Here are some wild and reckless claims talkers on Fox News have been making about the email story in recent weeks, via Nexis:
*“The e-mail evidence made public so far pretty much enough to indict her on a misdemeanor national security beef. If the FBI discovers she had her e-mail server professionally scrubbed, the former secretary of state could be looking at a felony charge.” (Bill O'Reilly)
*“The idea that we're even debating whether or not she violated the law -- you'll hear her supporters say, Well, where's the evidence? And I say we're not only overwhelmed with all the evidence, I say where is the grand jury? Why isn't there a grand jury?” (Mark Levin)
*“Was this a mass criminal conspiracy? You've got co-conspirators! You've got people taking top secret off of e-mails! You've got everything the grand jury should be investigating right now!” (Jeanine Pirro)
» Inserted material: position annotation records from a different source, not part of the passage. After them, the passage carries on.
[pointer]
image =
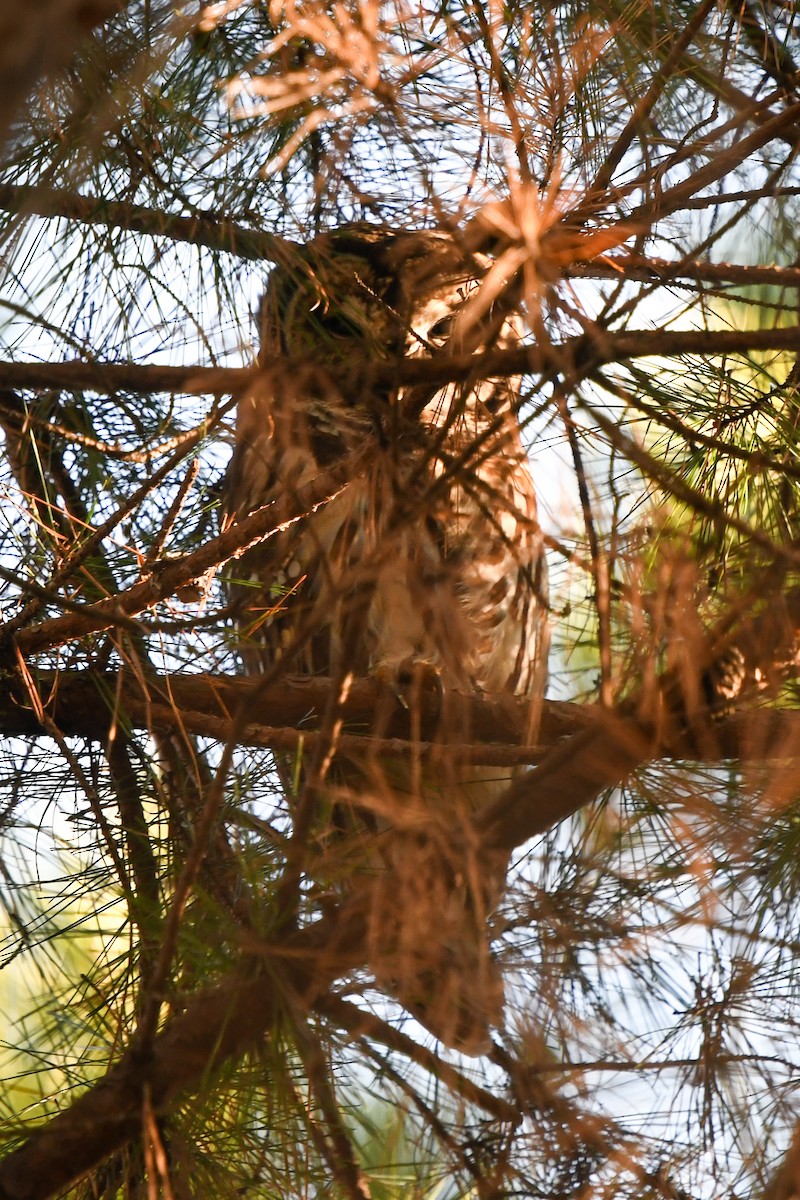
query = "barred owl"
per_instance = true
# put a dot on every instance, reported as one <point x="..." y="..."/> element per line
<point x="426" y="570"/>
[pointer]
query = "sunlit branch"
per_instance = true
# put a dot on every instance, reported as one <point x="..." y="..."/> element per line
<point x="584" y="352"/>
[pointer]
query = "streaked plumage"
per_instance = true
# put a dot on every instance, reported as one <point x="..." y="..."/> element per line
<point x="427" y="568"/>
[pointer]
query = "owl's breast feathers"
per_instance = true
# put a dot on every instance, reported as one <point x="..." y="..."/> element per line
<point x="431" y="557"/>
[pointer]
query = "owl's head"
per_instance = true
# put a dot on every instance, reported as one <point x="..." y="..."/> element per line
<point x="366" y="292"/>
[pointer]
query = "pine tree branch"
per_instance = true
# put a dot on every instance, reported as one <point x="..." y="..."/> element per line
<point x="216" y="1026"/>
<point x="584" y="353"/>
<point x="208" y="229"/>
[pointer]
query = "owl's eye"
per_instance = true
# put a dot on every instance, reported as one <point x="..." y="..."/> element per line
<point x="441" y="329"/>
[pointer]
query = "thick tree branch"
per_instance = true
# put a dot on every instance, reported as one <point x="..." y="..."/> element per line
<point x="583" y="353"/>
<point x="208" y="229"/>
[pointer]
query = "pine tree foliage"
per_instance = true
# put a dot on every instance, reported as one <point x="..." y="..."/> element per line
<point x="187" y="1008"/>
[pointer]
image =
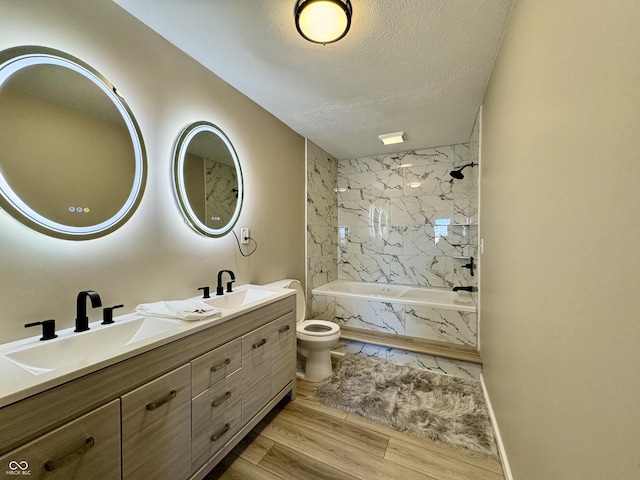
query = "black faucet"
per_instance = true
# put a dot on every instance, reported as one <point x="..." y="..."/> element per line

And this what-if exchange, via Nexis transcript, between Fox legal analyst Peter Johnson Jr. and Sean Hannity nicely captures the breathless chatter being broadcast on Fox [emphasis added]:
JOHNSON: Oh, I think this is significant legal problems. I don't know whether a crime has been committed or not, but we have all of the circumstances, all of the conditions surrounding the potential that a crime has been committed...
HANNITY: A serious crime.
JOHNSON: ... apart from bad judgment, apart from this nonsense that you're going to recreate history and keep a State Department to yourself and say, I'm going to take the server with me.
I think that this is the digital analog to the Nixon Watergate tapes. It's the same kind of controlling mindset.
HANNITY: Peter, look at the possible smoking guns.
JOHNSON: Yes.
HANNITY: What if the Chinese have it? What if Putin has it? What if the FBI can recover some of the deleted e-mails that maybe refer to Benghazi or other issues...
JOHNSON: Where did they go either intentionally or unintentionally? What's the negligence? What's the...
(CROSSTALK)
HANNITY: ... obstruction of justice!
JOHNSON: And when the FBI comes a-calling -- we haven't even gotten to that. what about the personal interview with Secretary of State Clinton...
HANNITY: Right.
JOHNSON: ... and all of the people that used to work for her? We haven't even gotten to that point. That point will come. The FBI will say...
(CROSSTALK)
HANNITY: What are the odds -- last question. What are the odds you think she would get indicted?
Of course the email story reminds Fox talkers of Watergate. (Are they trying to pre-impeach Clinton?) That should also sound familiar.
In September 2012, The Five co-host Eric Bolling described the Benghazi “cover-up” as “the biggest news story since Watergate.” On the night of Obama's reelection, Fox News contributor Todd Starnes announced on Twitter, “the first order of business should be a full investigation of Benghazi -- followed by impeachment proceedings.” And just last year, Fox's Pirro called Benghazi the “biggest cover up since Watergate” and declared that Obama's “dereliction of duty as commander-in-chief demands [his] impeachment.”
Like I said, virtually every claim Fox News made about Obama and Benghazi turned out to be utter nonsense. So now, after crassly politicizing the deaths of four Americans in a failed attempt to dislodge Obama, Fox has taken its Benghazi hoax and christened it a Clinton email crusade.
To date, it's proving to be just as dishonest.